Pemanfaatan hak-hak adat untuk kepentingan
pemerintah dan/atau swasta dilakukan melalui musyawarah antara masyarakat adat
dengan pihak yang memerlukan, harus disertai dengan pemberian ganti rugi dalam
bentuk uang tunai, tanah pengganti, pemukiman kembali, sebagai pemegang saham,
atau bentuk lain yang disepakati bersama.
Ayat (5)
Pemerintah Provinsi, Kabupaten/Kota sebagai
instansi yang paling mengetahui hal-ihwal sengketa yang terjadi di wilayahnya
berkewajiban melakukan mediasi aktif dalam penyelesaian sengketa-sengketa yang
timbul di antara masyarakat hukum adat atau warganya dengan pihak luar.
Sengketa antara para warga masyarakat hukum
adat sendiri diselesaikan melalui peradilan adat sebagaimana dimaksud dalam
Undang-undang ini.
Pasal 44
Hak kekayaan intelektual orang asli Papua
berupa hak cipta mencakup hak-hak dalam bidang kesenian yang terdiri dari seni
suara, tari, ukir, pahat, lukis, anyam, tata busana dan rancangan bangunan
tradisional serta jenis-jenis seni lainnya, maupun hak-hak yang terkait dengan
sistem pengetahuan dan teknologi yang dikembangkan oleh masyarakat asli Papua,
misalnya obat-obatan tradisional dan yang sejenisnya.
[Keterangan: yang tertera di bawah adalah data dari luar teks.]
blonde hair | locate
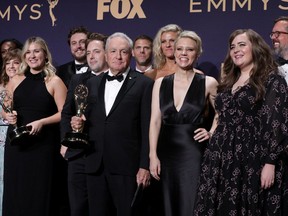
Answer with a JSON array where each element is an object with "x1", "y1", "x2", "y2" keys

Perlindungan ini meliputi
juga perlindungan terhadap hak kekayaan intelektual anggota masyarakat lainnya
di Provinsi Papua.
Pasal 45
Cukup jelas
Pasal 46
Ayat (1)
Cukup jelas
Ayat (2)
Huruf a
Cukup jelas
Huruf b
Langkah-langkah rekonsiliasi mencakup
pengungkapan kebenaran, pengakuan kesalahan, permintaan maaf, pemberian maaf,
perdamaian, penegakan hukum, amnesti, rehabilitasi, atau alternatif lain yang
bermanfaat dan dengan memperhatikan rasa keadilan dalam masyarakat untuk
menegakkan persatuan dan kesatuan bangsa.
Ayat (3)
Dalam usulan Gubernur untuk keanggotaan Komisi
Kebenaran dan Rekonsiliasi dapat berasal dari DPRP dan MRP serta komponen lain.
Pasal 47
Kata memberdayakan bermakna meningkatkan
keberdayaan.
Pasal 48
Ayat (1)
Cukup jelas
Ayat (2)
Kebijakan yang perlu dikoordinasikan kepada
Gubernur Provinsi Papua adalah kebijakan keamanan yang mencakup aspek
ketertiban dan ketenteraman masyarakat.
Ayat (3)
Cukup jelas
Ayat (4)
Cukup jelas
Ayat (5)
Cukup jelas
Ayat (6)
Kepala Kepolisian Negara Republik Indonesia
berwenang penuh memberhentikan Kepala Kepolisian Provinsi Papua tanpa meminta
persetujuan Gubernur Provinsi Papua dan dalam hal-hal tertentu Gubernur Papua
dapat memberi pertimbangan kepada Kepala Kepolisian Negara Republik Indonesia
untuk memberhentikan Kepala Kepolisian Provinsi Papua.
Ayat (7)
Cukup jelas
Pasal 49
Cukup jelas
Pasal 50
Ayat (1)
Pelaksanaan kekuasaan kehakiman di Provinsi
Papua sesuai dengan peraturan perundang-undangan, membutuhkan pelayanan hukum
secara khusus. Dalam hal demikian dan untuk mempercepat perolehan kepastian
hukum, khususnya terhadap perkara kasasi, Mahkamah Agung dapat mempertimbangkan
kebijakan khusus bagi penyelesaian perkara kasasi dari Provinsi Papua.
Ayat (2)
Cukup jelas
Pasal 51
Ayat (1)
Dalam ayat ini secara tegas diakui keberadaan
dalam hukum nasional, lembaga peradilan dan pengadilan adat yang sudah ada di
Provinsi Papua, sebagai lembaga peradilan perdamaian antara para warga
masyarakat hukum adat di lingkungan masyarakat hukum adat yang ada.
Ayat (2)
Pengadilan adat bukan badan peradilan negara,
melainkan lembaga peradilan masyarakat hukum adat. Berdasarkan kenyataan yang
ada, susunannya diatur menurut ketentuan hukum adat masyarakat hukum adat
setempat dan memeriksa serta mengadili sengketa perdata adat dan perkara pidana
adat berdasarkan hukum adat masyarakat hukum adat yang bersangkutan. Hal itu
antara lain mengenai susunan pengadilannya, siapa yang bertugas memeriksa dan
mengadili sengketa dan perkara yang bersangkutan, tata cara pemeriksaan,
pengambilan keputusan dan pelaksanaannya. Pengadilan adat tidak berwenang
menjatuhkan hukuman pidana penjara atau kurungan.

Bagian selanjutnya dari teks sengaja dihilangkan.